I'm happy to report that I guessed at the villain, and I think most experienced readers would, but, again, I'm not implying this is a deficiency. Indeed, for the first two-thirds of the story I was reasonably baffled as to what was going on and the 'unbaffling' was done in a generally fair manner - though there were a series of massive coincidences involving a major red herring that I wouldn't regard as quite cricket.
Indeed, the atmosphere generated by the writer made up for minor plot deficiencies. The descriptions of the blizzard in which the titular strangers are caught for almost the full length of the narrative are wonderfully detailed and entirely convincing, adding considerably to the persistent sense of menace. And the key characters are nicely rendered, being as off-putting and petty as cleverish students often are.

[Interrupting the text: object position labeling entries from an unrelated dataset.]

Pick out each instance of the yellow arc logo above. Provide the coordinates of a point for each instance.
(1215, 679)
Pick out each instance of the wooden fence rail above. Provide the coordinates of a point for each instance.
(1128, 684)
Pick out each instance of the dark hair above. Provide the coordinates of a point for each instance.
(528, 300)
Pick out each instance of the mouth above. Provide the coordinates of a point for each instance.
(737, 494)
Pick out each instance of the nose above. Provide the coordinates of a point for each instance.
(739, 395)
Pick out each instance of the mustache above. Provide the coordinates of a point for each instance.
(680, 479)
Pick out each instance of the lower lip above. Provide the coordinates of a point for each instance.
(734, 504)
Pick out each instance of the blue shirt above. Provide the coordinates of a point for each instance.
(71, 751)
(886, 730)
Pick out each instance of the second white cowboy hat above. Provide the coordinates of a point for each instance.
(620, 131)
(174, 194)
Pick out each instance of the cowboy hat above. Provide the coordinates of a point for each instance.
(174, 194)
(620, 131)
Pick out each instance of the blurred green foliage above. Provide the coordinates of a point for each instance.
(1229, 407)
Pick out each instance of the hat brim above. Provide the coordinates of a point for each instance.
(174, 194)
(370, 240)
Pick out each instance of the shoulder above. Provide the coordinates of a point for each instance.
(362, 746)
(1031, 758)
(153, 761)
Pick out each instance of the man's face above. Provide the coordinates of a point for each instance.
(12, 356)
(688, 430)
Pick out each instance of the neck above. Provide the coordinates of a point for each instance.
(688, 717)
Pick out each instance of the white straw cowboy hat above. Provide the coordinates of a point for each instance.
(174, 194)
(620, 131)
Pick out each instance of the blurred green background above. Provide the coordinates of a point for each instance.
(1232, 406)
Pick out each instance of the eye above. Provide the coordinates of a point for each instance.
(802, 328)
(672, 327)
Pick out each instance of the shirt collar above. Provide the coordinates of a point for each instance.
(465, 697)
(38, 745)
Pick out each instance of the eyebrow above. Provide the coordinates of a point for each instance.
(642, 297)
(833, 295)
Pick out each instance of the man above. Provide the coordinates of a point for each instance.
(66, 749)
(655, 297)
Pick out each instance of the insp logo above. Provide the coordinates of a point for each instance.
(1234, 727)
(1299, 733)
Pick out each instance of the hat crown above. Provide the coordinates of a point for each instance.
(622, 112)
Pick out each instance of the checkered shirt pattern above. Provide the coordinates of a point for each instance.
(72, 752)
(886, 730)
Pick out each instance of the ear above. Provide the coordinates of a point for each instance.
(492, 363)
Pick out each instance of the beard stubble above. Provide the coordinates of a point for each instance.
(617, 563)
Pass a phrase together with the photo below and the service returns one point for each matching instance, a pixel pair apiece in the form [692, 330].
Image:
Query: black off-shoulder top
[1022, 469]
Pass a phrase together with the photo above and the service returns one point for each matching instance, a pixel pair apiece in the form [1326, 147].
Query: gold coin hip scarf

Unfortunately for me I didn't find the narrator, Mia, relatable (as pretty much everyone says these days, so I'll join in and say it myself.) To be honest, I thought she was an entitled, self-obsessed bit of a pain - but, then, of course I would think that of a character that I suspect most 14-year-old young ladies would aspire to imitate. So, again, evidence of the skill of the novelist (though I do wonder whether even Ms Richards might have felt she was piling it on with the (necessarily?) yucky ending.)